Another way to culture and grow anaerobes is the use of reduced media--media without oxygen. Thioglycollate broth has a reducing agent in it---the
chemical thioglycollate---which binds any free oxygen within the medium. You
will also notice that these tubes have screw caps, allowing a tight closure, to
reduce oxygen entry. However, some oxygen will be in the tube between the
cap and the broth and there is no way to get rid of it. So there will be some
diffusion of oxygen into the top portion of the broth, and that is where any
aerobic bacteria may grow. An indicator, resazurin, in the medium will be a
light pink in the area of higher oxygen. You can determine whether the
bacterium is an anaerobe, facultative anaerobe, or an aerobe by checking out
where the organism grows in the column of media. DO NOT SHAKE IT!
NOTE: Oxygen will permeate the broth then this medium sits around for a
while. Check for the pink color: if so, boil the broth for 5 minutes (removes
the oxygen).
growth is indicated
by gray area
Identify the 3 major categories of microbes based on oxygen requirements.
Learn different ways to culture anaerobic bacteria.
1 thioglycollate broth per table
3 TSA plates (divide into pie-shaped sections)
GasPak container for entire lab + GasPak sachet for the jar + methylene blue indicator strip
candle jar for entire lab
your table’s unknown bacterium
a strict anaerobe + a strict anaerobe used as controls
(your instructor will give you the names at beginning of lab)

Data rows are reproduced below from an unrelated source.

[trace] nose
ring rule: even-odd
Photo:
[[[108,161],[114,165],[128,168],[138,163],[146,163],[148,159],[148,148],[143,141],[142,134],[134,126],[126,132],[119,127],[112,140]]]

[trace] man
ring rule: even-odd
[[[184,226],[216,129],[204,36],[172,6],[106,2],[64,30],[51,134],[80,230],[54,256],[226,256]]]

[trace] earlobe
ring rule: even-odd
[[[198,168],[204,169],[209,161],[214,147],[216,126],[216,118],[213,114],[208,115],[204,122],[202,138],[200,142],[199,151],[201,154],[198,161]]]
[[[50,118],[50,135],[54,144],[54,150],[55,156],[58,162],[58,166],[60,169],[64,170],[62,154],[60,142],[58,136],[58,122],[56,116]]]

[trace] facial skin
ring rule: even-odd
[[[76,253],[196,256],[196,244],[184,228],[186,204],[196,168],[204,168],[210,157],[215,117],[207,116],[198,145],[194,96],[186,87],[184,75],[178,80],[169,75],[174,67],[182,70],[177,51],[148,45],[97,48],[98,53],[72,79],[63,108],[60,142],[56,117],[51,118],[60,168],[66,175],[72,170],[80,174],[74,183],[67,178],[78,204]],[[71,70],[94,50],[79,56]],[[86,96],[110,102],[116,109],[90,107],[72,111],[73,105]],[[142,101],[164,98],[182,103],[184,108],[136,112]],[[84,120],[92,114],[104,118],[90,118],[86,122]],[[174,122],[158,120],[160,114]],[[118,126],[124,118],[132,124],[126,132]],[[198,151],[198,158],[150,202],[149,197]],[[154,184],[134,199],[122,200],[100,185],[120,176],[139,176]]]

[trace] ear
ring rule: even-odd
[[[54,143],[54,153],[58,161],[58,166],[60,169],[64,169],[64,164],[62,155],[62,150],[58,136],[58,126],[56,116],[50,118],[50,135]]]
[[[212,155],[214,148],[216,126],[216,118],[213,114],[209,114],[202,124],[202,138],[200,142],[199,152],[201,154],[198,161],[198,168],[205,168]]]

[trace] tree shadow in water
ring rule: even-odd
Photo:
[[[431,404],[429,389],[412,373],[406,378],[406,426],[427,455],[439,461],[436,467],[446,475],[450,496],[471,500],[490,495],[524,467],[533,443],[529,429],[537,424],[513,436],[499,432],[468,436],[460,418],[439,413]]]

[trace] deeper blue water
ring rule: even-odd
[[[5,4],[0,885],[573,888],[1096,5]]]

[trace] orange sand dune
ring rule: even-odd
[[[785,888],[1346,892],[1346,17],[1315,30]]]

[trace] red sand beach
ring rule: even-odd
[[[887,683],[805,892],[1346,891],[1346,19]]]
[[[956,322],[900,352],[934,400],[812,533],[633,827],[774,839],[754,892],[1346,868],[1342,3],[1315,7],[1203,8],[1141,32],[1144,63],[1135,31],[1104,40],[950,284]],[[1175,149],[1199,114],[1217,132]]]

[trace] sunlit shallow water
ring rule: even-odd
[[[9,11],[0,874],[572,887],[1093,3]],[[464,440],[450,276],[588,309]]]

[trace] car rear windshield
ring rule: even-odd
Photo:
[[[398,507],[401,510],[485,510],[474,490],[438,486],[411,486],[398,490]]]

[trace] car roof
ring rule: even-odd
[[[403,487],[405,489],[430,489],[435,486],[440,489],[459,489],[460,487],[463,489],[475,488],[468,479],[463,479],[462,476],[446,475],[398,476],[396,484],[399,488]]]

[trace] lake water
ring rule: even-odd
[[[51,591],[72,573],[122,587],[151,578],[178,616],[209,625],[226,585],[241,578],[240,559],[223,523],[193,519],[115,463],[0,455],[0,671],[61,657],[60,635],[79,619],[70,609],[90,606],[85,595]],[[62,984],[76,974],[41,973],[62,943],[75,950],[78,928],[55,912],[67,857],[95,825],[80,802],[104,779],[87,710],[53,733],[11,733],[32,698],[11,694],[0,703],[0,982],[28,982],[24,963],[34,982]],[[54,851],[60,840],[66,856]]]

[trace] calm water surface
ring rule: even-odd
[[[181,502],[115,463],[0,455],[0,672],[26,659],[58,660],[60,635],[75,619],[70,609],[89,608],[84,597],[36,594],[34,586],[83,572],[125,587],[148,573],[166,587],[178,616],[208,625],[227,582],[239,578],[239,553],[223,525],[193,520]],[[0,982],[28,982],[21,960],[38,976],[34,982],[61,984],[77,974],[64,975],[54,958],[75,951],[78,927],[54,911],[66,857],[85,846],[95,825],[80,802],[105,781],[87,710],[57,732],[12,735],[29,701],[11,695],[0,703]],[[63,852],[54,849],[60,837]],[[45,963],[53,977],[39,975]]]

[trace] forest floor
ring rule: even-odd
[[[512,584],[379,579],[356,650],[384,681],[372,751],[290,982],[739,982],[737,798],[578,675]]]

Your instructor will set up the strict aerobe and the strict anaerobe cultures in thioglycollates
for the class to view.
Thioglycollate broth
1. The thioglycollate broth should be either boiled first before inoculation OR recently
made so that the oxygen content is very low. (Your instructor will tell you if it needs to
be boiled).
2. Inoculate a tube of thioglycollate broth with your unknown bacterium: make sure that
the loop or needle goes down to the BOTTOM of the broth (do not get metal holder in
the sterile broth).
3. Incubate at 25 or 37 degrees C as directed.
TSA plates in 3 different oxygen environments
1. Label 3 plates for the table---candle jar, ambient air, and GasPak anerobic jar.
2. Divide the 3 plates into sections, one for each organism—your unknown, the strict
aerobe, the strict anaerobe.
3. Inoculate the section by streaking a straight line or a zig-zag (as seen below).
HOWEVER, be sure that you inoculate all 3 plates using the same technique.
4. Be sure that the jar has a methylene blue indicator strip (seen above) inside. The
methylene blue is blue when oxidized, but colorless when reduced. Before the jar is
opened, the strip should be checked to make sure that it is COLORLESS.
5. Incubate at 30 or 37 degrees C
INTERPRETATION: after incubation
TSA plates
Compare the presence/absence of growth, as well as the quantity of growth on the 3
plates. Determine whether aerobic, anaerobic, or facultatively anaerobic.
To the right:
A is an facultative
B is an aerobe
C is an anaerobe
Thioglycollate broth
Determine WHERE the most amount of growth occurs in the column of liquid---the top,
the bottom, top to bottom. DO NOT SHAKE IT! Can you determine if the bacterium is
aerobic, anaerobic, or facultatively anaerobic?
1. Why should you boil thioglycollate broth if it is not freshly made?
2. Which environment would a microaerophilic bacterium like the best?